Boosting Box-supervised Instance Segmentation with Pseudo Depth
Xinyi Yu, Ling Yan, Pengtao Jiang, Hao Chen, Bo Li, Lin Yuanbo Wu, Linlin Ou
TL;DR
The paper tackles weakly supervised instance segmentation under box annotations by introducing pseudo-depth maps as depth cues to distinguish foreground from background within boxes. It builds a depth-guided mask head (DG-MaskHead) that jointly predicts depth and masks, guided by a depth consistency loss, and uses a depth-aware matching scheme within a Hungarian assignment to select reliable pseudo masks during self-distillation. A teacher-student EMA framework refines masks by leveraging depth-informed pseudo labels, leading to improved mask AP on COCO and Cityscapes, and achieving results close to fully supervised baselines on strong backbones like Swin-Base. This approach demonstrates that coarse depth information, when properly integrated into training, can significantly enhance weakly supervised instance segmentation with practical cross-domain transfer effects.
Abstract
The realm of Weakly Supervised Instance Segmentation (WSIS) under box supervision has garnered substantial attention, showcasing remarkable advancements in recent years. However, the limitations of box supervision become apparent in its inability to furnish effective information for distinguishing foreground from background within the specified target box. This research addresses this challenge by introducing pseudo-depth maps into the training process of the instance segmentation network, thereby boosting its performance by capturing depth differences between instances. These pseudo-depth maps are generated using a readily available depth predictor and are not necessary during the inference stage. To enable the network to discern depth features when predicting masks, we integrate a depth prediction layer into the mask prediction head.
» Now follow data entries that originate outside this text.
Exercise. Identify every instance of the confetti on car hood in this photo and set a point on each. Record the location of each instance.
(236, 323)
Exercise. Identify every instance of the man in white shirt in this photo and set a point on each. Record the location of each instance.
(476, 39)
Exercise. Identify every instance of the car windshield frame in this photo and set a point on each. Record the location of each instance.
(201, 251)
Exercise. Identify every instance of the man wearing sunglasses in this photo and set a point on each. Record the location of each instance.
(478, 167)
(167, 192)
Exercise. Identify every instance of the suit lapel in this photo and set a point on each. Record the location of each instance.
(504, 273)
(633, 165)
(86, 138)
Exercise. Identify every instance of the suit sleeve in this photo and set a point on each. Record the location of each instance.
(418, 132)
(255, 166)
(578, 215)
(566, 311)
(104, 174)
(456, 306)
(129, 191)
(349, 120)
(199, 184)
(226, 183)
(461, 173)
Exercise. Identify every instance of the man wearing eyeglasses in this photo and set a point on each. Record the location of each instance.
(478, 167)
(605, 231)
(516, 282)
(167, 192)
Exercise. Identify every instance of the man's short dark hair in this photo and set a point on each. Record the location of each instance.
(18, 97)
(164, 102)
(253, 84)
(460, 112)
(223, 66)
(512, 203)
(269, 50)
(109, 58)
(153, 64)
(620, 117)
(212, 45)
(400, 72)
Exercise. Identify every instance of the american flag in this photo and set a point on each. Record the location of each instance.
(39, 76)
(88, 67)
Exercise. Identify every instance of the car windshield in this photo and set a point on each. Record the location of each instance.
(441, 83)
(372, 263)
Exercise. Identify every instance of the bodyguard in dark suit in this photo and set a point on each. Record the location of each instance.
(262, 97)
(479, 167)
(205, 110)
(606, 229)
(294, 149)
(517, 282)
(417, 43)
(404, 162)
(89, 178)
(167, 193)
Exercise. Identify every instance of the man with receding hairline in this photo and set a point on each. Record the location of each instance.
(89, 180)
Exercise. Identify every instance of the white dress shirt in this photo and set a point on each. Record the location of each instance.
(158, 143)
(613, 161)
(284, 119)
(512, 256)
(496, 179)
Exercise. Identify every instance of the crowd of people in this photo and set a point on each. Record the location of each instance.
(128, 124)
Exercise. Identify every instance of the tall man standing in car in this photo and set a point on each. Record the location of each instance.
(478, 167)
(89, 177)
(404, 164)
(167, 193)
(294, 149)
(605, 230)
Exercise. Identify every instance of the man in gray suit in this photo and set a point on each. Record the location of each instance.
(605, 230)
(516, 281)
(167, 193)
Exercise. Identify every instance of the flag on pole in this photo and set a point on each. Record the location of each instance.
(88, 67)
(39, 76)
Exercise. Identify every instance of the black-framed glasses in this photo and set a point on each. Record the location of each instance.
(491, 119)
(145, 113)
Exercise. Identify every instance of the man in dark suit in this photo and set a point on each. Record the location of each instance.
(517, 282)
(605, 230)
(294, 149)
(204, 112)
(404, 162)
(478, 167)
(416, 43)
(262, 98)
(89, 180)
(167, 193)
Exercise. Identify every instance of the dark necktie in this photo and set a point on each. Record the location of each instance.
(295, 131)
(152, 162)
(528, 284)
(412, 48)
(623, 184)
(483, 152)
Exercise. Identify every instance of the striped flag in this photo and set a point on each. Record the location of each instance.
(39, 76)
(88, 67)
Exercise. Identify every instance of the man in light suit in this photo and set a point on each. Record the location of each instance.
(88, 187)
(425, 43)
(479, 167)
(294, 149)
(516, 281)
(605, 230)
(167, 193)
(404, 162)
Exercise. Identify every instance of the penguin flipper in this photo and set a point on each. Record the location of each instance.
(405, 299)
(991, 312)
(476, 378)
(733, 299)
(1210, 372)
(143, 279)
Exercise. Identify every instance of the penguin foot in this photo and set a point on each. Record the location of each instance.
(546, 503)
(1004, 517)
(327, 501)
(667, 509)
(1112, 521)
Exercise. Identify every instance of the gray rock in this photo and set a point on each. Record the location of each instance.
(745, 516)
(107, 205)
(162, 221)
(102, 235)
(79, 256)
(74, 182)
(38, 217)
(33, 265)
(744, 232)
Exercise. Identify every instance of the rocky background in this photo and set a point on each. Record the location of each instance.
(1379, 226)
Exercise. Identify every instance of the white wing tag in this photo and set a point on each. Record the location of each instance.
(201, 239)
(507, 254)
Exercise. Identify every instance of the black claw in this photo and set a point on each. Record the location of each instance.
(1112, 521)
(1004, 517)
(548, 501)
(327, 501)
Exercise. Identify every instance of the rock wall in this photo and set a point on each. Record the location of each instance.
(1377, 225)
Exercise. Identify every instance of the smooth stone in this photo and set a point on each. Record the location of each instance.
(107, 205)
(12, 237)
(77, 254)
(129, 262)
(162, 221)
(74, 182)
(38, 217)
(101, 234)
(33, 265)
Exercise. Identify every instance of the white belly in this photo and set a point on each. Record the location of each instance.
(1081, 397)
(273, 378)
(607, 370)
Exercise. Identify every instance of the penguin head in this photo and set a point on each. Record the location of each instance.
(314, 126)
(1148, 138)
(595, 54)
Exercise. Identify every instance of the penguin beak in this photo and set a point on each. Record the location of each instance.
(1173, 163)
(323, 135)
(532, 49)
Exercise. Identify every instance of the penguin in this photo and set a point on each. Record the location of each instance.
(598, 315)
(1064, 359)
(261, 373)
This innovative approach empowers the network to simultaneously predict masks and depth, enhancing its ability to capture nuanced depth-related information during the instance segmentation process. We further utilize the mask generated in the training process as supervision to distinguish the foreground from the background. When selecting the best mask for each box through the Hungarian algorithm, we use depth consistency as one calculation cost item. The proposed method achieves significant improvements on Cityscapes and COCO dataset.